A new variant of Covid-19 has been reported in South Africa and classified as B.1.1.529 a variant of concern. It is named as OMICRON. As of November 26th many countries have halted air travel from southern Africa to slow the spread of the Omicron.
According to World Health Organization, Omicron has several mutations that might have an impact on its behavior. Like how easily virus can spread or the severity of illness. According to researchers in South Africa and scientists around the world there are very few things we know about the variant.
In South Africa many teams were trying independently to figure out why the cases were spiking in Gauteng, a northern province that includes Pretoria and Johannesburg. Lancet a private lab noticed that routine PCR tests for SARS-CoV-2 were failing to detect a key target, the S gene, in many samples, a phenomenon previously seen with Alpha variant. Reason for this is, the genome was so heavily mutated that the test missed the S gene !
“We were shocked by the number of mutations,” says Tulio de Oliveira, a virologist at the University of KwaZulu-Natal and NGS-SA ‘s principal investigator. This week, further the research team sequenced another 100 randomly selected sequences from Gauteng in the next 24 hours. All showed the same pattern. After presenting the evidence WHO named the new variant as “Variant of concern” and named it Omicron (based on Greek alphabet).
As for the public the concerning questions are :Is Omicron more infectious and deadly? Will it re-infect recovered people? How well does it evade vaccine-induced immunity? Will there be more mutations of the variant?
- Transmissibility: Not clarity much about Omicron transmissibility compared to other variants. In South Africa the number of positive testing population has been rises in areas where the variant is noticed. Further studies regarding the epidemiology of the variant are underway.
- Severity of disease: It is still not very clear whether the severity caused by the Omicron virus infection is when compared to earlier variants including the Delta. However, the preliminary studies say that the number of hospitalizations is increasing, and it might be due to increase in number of people who are infected are more.
- Symptoms: Studies shows that the symptoms caused by Omicron is different from other variants. As per previous knowledge on other variants including Delta, Covid severity can cause severe health issues and could be fatal. Covid variants that are dominant now in the world infects most vulnerable individuals and found in youngsters.
- Regarding vaccines: WHO is working with its partners to understand the impact of vaccines on Omicron. Covid vaccines are playing a great role in reducing number of infected people as well as in reducing severity of the condition.
- Tests to detect Omicron: RT-Polymerase Chain Reaction or RT- PCR tests help to detect this new variant too. Researchers are working on the impact of rapid antigen detection tests on Omicron presence.
- Treatment for Omicron infection: IL6 receptor blockers and corticosteroids are still effective and helps to manage all variants. If any other treatment is helpful to control Omicron is yet to be assessed.
According to WHO, Omicron is designated as variant of concern. Further studies on transmissibility, severity of infections, vaccine performance, diagnostic tests and treatments is taking place throughout the world. WHO is encouraging all countries to share their patient data to describe clinical characteristics and outcomes of patients. WHO’s technical advisory group on virus evolution (TAG-VE) is monitoring and evaluating the data as it becomes available to assess how Omicron mutation alters the behavior of the new variant.

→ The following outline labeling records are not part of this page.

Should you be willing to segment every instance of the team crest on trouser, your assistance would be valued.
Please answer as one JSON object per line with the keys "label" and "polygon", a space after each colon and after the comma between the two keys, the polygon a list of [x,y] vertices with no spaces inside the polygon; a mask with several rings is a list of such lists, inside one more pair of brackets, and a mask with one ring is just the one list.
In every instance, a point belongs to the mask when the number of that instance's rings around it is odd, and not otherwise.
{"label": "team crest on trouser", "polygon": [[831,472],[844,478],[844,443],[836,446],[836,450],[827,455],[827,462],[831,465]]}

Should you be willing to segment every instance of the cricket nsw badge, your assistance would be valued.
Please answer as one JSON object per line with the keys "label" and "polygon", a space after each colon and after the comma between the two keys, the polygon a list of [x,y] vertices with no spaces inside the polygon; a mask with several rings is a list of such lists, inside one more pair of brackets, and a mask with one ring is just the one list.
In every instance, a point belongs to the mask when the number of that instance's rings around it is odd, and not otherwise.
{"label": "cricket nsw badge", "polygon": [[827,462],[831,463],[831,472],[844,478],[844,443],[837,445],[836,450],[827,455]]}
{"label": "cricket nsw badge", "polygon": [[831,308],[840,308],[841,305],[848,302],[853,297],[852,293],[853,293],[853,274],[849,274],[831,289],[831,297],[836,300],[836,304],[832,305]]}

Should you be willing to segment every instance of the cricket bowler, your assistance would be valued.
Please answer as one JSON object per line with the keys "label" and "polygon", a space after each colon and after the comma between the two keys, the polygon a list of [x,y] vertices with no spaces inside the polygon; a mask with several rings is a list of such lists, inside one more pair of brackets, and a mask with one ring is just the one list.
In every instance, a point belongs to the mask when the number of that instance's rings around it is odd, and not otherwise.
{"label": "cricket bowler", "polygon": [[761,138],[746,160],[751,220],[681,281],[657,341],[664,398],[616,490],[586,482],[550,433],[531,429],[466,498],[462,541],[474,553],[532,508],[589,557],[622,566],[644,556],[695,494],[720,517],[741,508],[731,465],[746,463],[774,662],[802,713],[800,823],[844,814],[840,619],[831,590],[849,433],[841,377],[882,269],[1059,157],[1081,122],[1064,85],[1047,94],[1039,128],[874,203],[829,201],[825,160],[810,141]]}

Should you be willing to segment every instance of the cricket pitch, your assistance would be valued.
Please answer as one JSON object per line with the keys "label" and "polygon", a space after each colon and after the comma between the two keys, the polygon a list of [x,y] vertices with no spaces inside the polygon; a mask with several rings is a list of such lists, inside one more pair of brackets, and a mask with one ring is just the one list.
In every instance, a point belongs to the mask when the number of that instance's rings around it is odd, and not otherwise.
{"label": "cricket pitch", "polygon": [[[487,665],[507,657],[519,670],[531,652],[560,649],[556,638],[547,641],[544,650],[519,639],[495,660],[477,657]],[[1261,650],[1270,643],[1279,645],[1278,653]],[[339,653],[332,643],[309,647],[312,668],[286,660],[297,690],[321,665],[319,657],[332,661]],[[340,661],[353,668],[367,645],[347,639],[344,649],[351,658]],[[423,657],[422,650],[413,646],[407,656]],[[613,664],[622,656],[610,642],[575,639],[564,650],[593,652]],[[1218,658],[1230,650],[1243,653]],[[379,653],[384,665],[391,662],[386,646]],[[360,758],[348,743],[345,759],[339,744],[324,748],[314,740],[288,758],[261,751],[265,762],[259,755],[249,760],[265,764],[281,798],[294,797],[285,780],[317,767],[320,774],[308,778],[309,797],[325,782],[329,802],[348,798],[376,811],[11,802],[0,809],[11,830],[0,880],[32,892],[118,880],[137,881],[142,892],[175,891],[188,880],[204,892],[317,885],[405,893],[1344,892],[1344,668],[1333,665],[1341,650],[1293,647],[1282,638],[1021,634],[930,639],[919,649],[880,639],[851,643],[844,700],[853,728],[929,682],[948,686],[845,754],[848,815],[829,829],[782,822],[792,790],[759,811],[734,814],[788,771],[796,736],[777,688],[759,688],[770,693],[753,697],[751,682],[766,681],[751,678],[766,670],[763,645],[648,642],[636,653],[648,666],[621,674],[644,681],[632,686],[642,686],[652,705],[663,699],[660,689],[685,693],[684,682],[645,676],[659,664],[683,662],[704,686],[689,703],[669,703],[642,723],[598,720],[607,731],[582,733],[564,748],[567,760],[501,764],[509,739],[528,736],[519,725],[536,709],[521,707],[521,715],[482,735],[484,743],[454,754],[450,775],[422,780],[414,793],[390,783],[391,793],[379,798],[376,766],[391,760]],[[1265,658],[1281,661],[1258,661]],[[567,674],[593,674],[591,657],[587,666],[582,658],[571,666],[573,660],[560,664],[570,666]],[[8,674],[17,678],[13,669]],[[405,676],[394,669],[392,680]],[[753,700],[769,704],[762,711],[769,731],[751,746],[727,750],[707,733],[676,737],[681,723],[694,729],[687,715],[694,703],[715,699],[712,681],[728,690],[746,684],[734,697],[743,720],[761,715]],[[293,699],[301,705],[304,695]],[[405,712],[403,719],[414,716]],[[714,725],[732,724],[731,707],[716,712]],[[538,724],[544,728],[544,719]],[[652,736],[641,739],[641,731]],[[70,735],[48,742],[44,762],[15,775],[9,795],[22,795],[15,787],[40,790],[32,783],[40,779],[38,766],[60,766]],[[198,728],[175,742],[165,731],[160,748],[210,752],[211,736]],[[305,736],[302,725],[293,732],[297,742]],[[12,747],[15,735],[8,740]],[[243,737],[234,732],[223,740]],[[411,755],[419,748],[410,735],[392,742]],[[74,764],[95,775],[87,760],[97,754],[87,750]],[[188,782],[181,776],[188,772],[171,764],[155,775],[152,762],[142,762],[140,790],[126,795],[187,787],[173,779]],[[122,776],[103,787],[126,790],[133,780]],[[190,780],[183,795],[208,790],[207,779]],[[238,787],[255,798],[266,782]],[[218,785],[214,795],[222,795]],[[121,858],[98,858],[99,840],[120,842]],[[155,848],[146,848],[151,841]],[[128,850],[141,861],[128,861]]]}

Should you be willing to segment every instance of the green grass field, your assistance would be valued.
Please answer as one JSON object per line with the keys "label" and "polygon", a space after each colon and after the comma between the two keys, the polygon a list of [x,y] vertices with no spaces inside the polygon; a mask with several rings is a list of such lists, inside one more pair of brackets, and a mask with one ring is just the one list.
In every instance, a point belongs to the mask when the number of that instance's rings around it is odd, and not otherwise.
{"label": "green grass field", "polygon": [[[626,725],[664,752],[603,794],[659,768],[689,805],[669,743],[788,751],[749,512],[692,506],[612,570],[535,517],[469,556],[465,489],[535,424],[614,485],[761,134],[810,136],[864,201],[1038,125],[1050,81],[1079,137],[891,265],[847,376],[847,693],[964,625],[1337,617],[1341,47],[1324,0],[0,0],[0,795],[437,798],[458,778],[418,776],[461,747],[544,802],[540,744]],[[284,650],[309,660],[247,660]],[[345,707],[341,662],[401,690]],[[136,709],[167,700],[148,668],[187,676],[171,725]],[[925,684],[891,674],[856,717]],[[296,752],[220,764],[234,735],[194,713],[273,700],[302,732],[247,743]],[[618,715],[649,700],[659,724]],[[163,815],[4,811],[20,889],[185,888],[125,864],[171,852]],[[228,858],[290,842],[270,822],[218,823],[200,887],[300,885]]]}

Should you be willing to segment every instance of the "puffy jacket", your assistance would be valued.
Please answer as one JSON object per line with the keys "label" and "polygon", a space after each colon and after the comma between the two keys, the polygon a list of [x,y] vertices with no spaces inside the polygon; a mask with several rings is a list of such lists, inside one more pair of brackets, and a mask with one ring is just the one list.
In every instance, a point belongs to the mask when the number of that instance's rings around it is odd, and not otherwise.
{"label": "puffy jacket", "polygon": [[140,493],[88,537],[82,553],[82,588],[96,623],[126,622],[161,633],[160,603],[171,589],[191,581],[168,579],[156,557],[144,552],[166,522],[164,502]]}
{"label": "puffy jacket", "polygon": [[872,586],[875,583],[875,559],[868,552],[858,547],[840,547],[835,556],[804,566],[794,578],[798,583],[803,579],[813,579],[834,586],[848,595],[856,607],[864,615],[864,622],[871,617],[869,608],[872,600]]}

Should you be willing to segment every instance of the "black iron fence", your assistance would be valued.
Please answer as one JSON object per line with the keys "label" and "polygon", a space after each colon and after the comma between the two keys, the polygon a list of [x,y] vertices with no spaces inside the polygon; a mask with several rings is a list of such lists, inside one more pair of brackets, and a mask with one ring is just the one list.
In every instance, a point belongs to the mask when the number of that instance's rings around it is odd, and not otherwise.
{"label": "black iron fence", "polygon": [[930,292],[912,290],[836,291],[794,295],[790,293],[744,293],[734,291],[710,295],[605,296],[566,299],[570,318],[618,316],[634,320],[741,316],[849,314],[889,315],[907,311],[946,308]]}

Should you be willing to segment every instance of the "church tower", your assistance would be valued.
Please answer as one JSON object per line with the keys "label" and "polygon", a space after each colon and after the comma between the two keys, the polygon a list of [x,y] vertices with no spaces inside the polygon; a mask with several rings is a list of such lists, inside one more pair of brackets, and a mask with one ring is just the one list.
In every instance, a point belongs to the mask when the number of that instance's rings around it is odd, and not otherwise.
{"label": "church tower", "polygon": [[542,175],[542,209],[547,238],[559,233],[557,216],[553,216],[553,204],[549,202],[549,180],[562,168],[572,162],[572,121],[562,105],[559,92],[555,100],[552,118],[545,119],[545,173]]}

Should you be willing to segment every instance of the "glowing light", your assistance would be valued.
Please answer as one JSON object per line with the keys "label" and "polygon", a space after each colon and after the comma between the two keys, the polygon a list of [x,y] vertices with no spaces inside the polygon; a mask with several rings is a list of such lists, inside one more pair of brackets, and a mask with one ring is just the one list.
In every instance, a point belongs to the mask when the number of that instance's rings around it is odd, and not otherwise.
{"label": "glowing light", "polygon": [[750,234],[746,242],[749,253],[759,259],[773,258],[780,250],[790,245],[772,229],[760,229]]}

According to Science Magazine- We will not know how dangerous Omicron for few more weeks!
Meanwhile countries are directed to continue the implementation of public health measures to reduce Covid-19 circulation. The most effective steps public can take is to reduce the spread of any covid variant is,
- Following proper social distancing
- Wearing mask
- Improve ventilation at home
- Avoid highly crowded place
- Washing hands frequently
- Getting vaccinated including booster shots.